Ostensibly, I was in Melbourne for the purposes of an akward [redacted]. Awkward in that everyone in the [redacted] is around 20 years older than me. Except for the [redacted] who's only around 7 years older.
Anyway, I figured as long as I was going to be walking around Melbourne like a fag without a car, I might as well make some money on the side - and what with Orville back in town, I suddenly had [redacted]
But, it was a bust. A total and complete bust. A painful, painful bust.
But the [redacted] was okay.
Like I said, I figured it'd be fucking awkward. But, as it turned out, the [redacted] was also going to be in attendance, and as it turned out, my counterpart there was just like me. We talked [redacted] talk and other talk and it was cool.

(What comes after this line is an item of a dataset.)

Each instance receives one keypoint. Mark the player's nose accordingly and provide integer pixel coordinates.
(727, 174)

Anyway, you might have noticed that I'm typing incredibly coherently for a drunk.
This is because I am compensating by slowly falling off my Youth Hostel internet cafe chair. Classy, no?
I had a lot of trouble finding this damn place. Stupid fucking broken down car.
Though, as it turned out, traffic was allegedly hellish coming into Melbourne due to massive columns of fire and explosions from a tanker crash.
Anyway, I didn't really have any clue as to where I was going - but whenever I'm in Melbourne (and I'm lost - which I always am) I find that just walking in the general direction does the trick.
And then... etc. etc. etc. Goood Night!